Culturen vormen mensen en mensen vormen culturen. In dit uitgebreide interview beschrijft corporate antropoloog Jitske Kramer hoe in cultuur universele vragen tot unieke antwoorden leiden en hoe zij met de principes van Deep Democracy in organisaties werkt. Ook gaat zij in op de vraag hoe je de spanning tussen relaties en regels hanteerbaar kunt maken. Geniet mee van een inspirerende middag in gesprek met globetrotter en corporate antropoloog Jitske Kramer.
‘Kijk, hier geef ik tegenwoordig ook lezingen.’ Voordat we in het zonnetje gaan zitten, toont Jitske Kramer me de gezellige inrichting van haar camper en bewijst dat de titel van haar boek Werk heeft het gebouw verlaten ook van toepassing is op haar eigen leven. Vanwege haar drukke agenda spreken we af bij haar camper, die ze in een handomdraai kan ombouwen tot een mini-studio, inclusief mengpaneeltje, demontabele camera aan het plafond en een sterke antenne op het dak voor een videoverbinding. Zo kan ze groepen – van gemeenten en ministeries tot zakelijke managementteams – blijven inspireren, zonder als antropoloog haar reislust ervoor op te moeten geven.
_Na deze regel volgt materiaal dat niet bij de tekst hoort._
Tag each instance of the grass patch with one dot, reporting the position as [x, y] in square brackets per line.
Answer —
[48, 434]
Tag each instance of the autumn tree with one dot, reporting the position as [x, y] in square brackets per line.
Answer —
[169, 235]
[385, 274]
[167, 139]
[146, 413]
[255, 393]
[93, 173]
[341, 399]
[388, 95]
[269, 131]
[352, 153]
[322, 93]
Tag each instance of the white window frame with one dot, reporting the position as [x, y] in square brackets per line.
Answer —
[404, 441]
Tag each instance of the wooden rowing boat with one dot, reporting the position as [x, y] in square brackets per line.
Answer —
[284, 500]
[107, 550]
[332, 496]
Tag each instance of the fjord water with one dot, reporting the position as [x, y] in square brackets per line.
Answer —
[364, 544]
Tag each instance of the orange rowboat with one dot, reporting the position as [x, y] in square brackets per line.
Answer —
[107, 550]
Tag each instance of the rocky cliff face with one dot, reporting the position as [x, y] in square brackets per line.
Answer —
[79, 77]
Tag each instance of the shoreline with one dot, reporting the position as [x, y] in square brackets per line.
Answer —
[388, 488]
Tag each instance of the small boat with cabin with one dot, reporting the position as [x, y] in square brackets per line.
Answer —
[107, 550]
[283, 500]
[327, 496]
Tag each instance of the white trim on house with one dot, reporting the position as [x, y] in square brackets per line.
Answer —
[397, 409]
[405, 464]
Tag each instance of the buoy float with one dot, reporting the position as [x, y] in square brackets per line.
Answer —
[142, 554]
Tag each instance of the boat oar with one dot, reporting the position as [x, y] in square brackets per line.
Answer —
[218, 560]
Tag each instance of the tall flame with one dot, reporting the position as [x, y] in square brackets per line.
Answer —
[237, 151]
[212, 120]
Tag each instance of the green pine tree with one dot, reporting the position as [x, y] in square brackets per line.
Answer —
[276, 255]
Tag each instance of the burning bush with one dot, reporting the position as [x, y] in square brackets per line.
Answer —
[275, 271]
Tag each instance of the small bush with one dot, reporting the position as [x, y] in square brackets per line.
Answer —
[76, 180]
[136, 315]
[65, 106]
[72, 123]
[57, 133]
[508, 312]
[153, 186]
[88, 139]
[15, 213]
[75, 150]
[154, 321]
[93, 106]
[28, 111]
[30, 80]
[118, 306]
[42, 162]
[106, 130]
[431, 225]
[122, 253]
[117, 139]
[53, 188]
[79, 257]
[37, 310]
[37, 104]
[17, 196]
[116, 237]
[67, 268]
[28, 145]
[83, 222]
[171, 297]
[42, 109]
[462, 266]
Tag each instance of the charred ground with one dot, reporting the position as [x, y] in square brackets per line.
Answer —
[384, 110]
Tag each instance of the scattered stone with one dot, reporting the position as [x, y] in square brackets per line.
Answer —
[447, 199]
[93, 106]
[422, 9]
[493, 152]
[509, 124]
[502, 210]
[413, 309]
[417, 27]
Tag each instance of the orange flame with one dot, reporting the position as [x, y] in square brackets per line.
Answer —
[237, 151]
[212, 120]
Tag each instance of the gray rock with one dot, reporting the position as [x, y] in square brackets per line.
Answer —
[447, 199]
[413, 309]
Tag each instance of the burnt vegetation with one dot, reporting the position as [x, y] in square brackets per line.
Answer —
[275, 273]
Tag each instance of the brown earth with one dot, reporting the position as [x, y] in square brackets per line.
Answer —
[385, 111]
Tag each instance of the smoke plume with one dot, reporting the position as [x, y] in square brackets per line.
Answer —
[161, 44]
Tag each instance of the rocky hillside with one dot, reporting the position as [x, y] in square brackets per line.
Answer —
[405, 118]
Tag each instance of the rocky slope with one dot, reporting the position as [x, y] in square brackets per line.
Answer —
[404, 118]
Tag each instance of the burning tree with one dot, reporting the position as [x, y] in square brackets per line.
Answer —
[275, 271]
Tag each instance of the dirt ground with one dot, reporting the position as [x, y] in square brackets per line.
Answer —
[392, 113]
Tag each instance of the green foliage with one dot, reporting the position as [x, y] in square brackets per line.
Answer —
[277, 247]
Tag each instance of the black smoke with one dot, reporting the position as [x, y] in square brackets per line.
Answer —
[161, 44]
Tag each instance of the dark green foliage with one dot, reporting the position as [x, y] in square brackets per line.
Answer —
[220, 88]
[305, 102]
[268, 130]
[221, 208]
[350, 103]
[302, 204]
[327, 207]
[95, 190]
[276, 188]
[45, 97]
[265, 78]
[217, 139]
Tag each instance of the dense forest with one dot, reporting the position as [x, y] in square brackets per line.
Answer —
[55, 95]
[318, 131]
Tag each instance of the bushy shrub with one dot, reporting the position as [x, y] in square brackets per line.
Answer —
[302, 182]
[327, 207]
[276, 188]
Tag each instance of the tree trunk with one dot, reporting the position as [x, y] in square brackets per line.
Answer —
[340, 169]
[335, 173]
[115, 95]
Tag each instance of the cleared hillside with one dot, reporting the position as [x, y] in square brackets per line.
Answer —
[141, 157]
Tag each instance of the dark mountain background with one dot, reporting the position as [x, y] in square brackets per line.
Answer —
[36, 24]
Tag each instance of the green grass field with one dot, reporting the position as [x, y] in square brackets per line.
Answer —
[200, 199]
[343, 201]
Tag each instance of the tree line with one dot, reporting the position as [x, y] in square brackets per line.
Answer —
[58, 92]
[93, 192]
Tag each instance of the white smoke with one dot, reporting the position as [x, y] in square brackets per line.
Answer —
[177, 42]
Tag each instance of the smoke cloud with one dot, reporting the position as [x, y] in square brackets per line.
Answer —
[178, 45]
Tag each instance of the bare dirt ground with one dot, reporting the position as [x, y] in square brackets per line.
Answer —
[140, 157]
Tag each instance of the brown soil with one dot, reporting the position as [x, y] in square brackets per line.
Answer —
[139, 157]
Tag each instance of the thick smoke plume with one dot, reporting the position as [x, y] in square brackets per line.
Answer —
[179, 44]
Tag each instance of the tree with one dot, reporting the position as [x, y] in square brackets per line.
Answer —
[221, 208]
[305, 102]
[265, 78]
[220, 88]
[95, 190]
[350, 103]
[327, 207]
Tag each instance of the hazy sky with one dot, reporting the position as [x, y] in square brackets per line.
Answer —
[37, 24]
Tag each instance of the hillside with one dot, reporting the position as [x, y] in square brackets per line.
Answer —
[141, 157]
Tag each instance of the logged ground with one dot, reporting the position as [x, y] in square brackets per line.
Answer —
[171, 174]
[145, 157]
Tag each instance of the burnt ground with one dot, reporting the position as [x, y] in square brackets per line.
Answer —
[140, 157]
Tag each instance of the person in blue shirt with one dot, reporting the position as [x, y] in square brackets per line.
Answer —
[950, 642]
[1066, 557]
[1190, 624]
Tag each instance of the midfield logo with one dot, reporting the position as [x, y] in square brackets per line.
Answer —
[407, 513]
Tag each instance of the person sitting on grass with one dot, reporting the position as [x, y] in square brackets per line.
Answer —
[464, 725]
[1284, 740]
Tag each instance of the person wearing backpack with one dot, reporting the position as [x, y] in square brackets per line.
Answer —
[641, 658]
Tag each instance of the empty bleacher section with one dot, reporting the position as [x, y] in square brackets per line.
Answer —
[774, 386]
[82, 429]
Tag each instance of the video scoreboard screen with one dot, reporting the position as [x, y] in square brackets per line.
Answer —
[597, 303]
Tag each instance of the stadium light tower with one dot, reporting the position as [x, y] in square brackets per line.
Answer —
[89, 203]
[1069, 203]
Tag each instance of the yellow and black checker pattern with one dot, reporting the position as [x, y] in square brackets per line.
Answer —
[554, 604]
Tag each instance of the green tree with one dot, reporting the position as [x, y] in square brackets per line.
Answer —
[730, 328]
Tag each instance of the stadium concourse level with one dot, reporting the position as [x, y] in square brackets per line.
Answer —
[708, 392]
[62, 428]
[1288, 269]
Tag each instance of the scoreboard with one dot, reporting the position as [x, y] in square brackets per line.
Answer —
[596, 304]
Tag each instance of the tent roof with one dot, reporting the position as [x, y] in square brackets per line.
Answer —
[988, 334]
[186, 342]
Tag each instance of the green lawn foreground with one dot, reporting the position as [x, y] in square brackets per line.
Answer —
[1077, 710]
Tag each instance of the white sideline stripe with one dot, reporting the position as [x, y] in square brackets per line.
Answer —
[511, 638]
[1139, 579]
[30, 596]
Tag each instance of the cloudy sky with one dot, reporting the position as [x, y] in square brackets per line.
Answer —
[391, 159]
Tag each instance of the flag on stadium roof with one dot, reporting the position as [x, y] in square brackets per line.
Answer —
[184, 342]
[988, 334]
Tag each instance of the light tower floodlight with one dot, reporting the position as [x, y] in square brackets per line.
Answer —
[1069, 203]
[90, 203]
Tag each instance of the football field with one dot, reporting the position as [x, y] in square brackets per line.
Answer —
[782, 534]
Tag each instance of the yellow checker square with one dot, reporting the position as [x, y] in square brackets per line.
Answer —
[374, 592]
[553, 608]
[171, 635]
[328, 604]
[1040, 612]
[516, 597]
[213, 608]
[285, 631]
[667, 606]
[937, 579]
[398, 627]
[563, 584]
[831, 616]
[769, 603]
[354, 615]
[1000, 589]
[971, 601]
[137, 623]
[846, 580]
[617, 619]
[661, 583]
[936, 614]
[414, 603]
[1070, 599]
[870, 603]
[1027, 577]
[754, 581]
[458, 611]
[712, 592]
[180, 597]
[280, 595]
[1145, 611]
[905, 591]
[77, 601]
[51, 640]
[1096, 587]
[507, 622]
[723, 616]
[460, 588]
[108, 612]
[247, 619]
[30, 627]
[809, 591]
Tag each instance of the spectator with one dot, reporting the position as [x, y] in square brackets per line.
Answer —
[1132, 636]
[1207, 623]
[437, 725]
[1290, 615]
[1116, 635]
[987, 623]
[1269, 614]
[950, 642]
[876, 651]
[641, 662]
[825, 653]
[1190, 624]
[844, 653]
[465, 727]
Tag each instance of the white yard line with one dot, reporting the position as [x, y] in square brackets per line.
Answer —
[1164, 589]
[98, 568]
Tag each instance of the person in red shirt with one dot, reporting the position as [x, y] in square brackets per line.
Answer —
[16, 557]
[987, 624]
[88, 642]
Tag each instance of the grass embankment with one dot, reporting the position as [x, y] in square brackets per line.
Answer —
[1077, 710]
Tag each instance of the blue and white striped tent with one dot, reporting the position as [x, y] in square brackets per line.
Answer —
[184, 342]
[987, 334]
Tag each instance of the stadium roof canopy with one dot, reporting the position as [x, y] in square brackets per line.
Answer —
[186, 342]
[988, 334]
Universele vragen en unieke antwoorden
Jitske legt uit wat zij als antropoloog nu eigenlijk doet. ‘Wat ik een mooie definitie van antropologie vind, is deze: je hebt universele vragen, die elk groepje mensen waar ook ter wereld heeft. Daarnaast heb je unieke antwoorden. Dat heet dan: cultuur. Een universele vraag is bijvoorbeeld: wat is goed leiderschap? In het beantwoorden daarvan stuit je op polariteiten of spanningsvelden. Op de vraag naar goed leiderschap kom je dan bijvoorbeeld uit op een spanning tussen sturen en steunen, of tussen sturen en volgen.’ Jitske vervolgt: ‘Culturele antropologen bestuderen deze universele vraagstukken en beschrijven de unieke antwoorden die groepjes geven. Een corporate antropoloog doet hetzelfde, maar dan binnen de context van een organisatie. De ene groep beantwoordt de zoektocht naar goed leiderschap bijvoorbeeld door te stellen: “Als onze leiders nu gewoon precies zeggen wat iedereen moet doen, dan is het voor iedereen helder.” Een andere groep zegt juist: “Nee, we gaan dit heel participatief en volgend oplossen en alle community-leden samen bepalen wat er moet gebeuren”.’ Jitske beschrijft twee unieke antwoorden die bij elkaar worden gehouden door één spanningsveld. Ze geeft een tweede voorbeeld: ‘Of neem het universele thema inclusie. Aan de ene kant wil je uniek zijn, anders dan alle anderen, maar tegelijkertijd wil je er ook bij horen. Ik vertaal die vaak als: wees jezelf en pas je aan. Daarbij gaat het om de spanning tussen autonomie én verbondenheid. Dat is universeel. Alleen: elk groepje verzint daar dus andere antwoorden op.’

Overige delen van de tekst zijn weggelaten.